We don’t want anyone’s name and we have since asked the city to reconsider.

It could be argued that the city didn’t want to release the information about the companies that received these government funds, but we don’t know that. More literally, the city determined that the privacy interest of those individuals outweighed the public’s interest in knowing where the money went.

It’s important to note the balancing test does not need to be applied only by judges. If a compelling argument for disclosure is made, the records can be released without anyone filing a lawsuit.

We wish this was true more often than not.

Sometimes different interpretations of the law can be found in the same community.

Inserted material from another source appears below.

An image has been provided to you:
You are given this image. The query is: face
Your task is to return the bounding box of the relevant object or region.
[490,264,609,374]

Last year, the Monitor asked Concord’s school board for their correspondence on the decision to relocate Rundlett Middle School. The public was stirred by the decision to build a new school on raw land on the city’s East side. The public wanted to know how their elected leaders were communicating about the project.

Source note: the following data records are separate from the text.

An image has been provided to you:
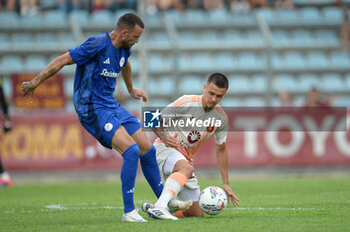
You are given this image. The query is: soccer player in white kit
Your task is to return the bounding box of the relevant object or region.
[142,73,239,220]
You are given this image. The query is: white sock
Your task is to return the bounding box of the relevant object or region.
[154,172,187,208]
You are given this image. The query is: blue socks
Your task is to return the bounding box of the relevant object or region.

The school district provided the Monitor with the emails of school board members between members of the community about the project.

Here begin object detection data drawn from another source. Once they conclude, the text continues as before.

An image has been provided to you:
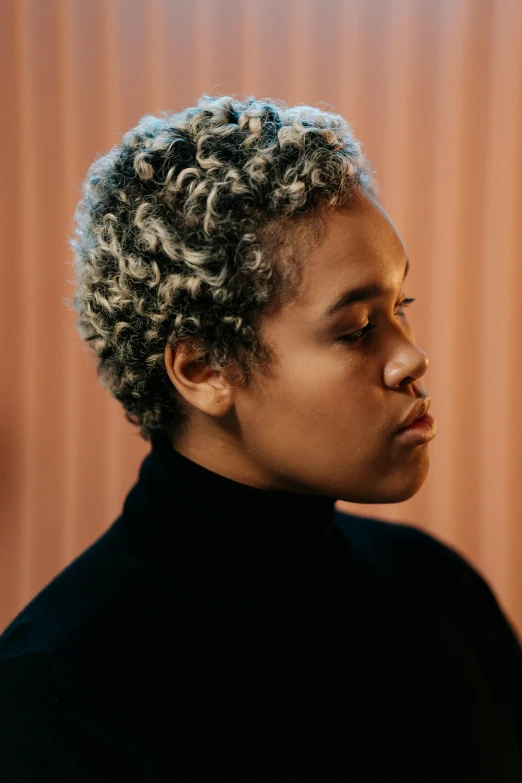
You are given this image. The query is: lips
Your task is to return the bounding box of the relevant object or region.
[396,397,431,432]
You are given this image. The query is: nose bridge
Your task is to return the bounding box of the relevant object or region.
[385,324,429,386]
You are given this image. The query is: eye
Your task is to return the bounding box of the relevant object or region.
[339,297,415,343]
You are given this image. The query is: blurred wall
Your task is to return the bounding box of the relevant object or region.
[0,0,522,633]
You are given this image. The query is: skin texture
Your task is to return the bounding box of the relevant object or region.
[165,192,429,503]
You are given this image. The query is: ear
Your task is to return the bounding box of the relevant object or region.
[164,342,234,416]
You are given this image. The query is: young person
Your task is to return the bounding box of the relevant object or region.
[0,95,522,783]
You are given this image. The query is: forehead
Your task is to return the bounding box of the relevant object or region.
[295,195,406,308]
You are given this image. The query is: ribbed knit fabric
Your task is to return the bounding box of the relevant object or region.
[0,440,522,783]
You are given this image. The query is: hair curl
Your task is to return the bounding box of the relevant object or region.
[66,95,377,441]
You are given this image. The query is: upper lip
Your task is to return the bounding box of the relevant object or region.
[398,397,431,430]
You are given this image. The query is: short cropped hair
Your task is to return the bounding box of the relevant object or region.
[68,94,377,441]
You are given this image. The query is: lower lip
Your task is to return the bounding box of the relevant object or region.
[396,413,437,446]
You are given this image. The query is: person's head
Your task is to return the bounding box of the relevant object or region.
[71,95,429,503]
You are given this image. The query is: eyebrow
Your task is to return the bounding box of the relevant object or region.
[323,258,410,319]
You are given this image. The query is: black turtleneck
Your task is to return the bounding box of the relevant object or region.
[0,439,522,783]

In a similar request, the Monitor asked the City of Concord, to provide email correspondence between city councilors and the community regarding its diversity, equity and inclusion initiatives. Through its legal department, the city denied the request saying the emails weren’t public records because they weren’t circulated to a quorum of the city council.

“Correspondence solely between a city councilor and a member of the public would be protected as confidential,” the rejected letter stated.

First, that view is not shared by all, and second, nothing prevented the city from releasing those records just like the school district did. They simply chose not to.

Ask yourself: Does that seem like the “greatest possible public access” to the records and discussions happening in the city?

This is where the government can go astray. This isn’t a fight between them and the newspaper. It’s deeper than that.

Accessing government records is one of the key tenets of democracy and is a core principle in an open government “of the people, by the people, for the people.”

These are your records, the public’s records, and the law says you should have the greatest possible access to them, even in cases when they don’t want to hand them over. The best case scenario is to lean in favor of disclosure, at all times.

Don’t take my word for it. This is what James Maddison had to say about it.

“A popular government without popular information or the means of acquiring it, is but a prologue to a farce or a tragedy or perhaps both.”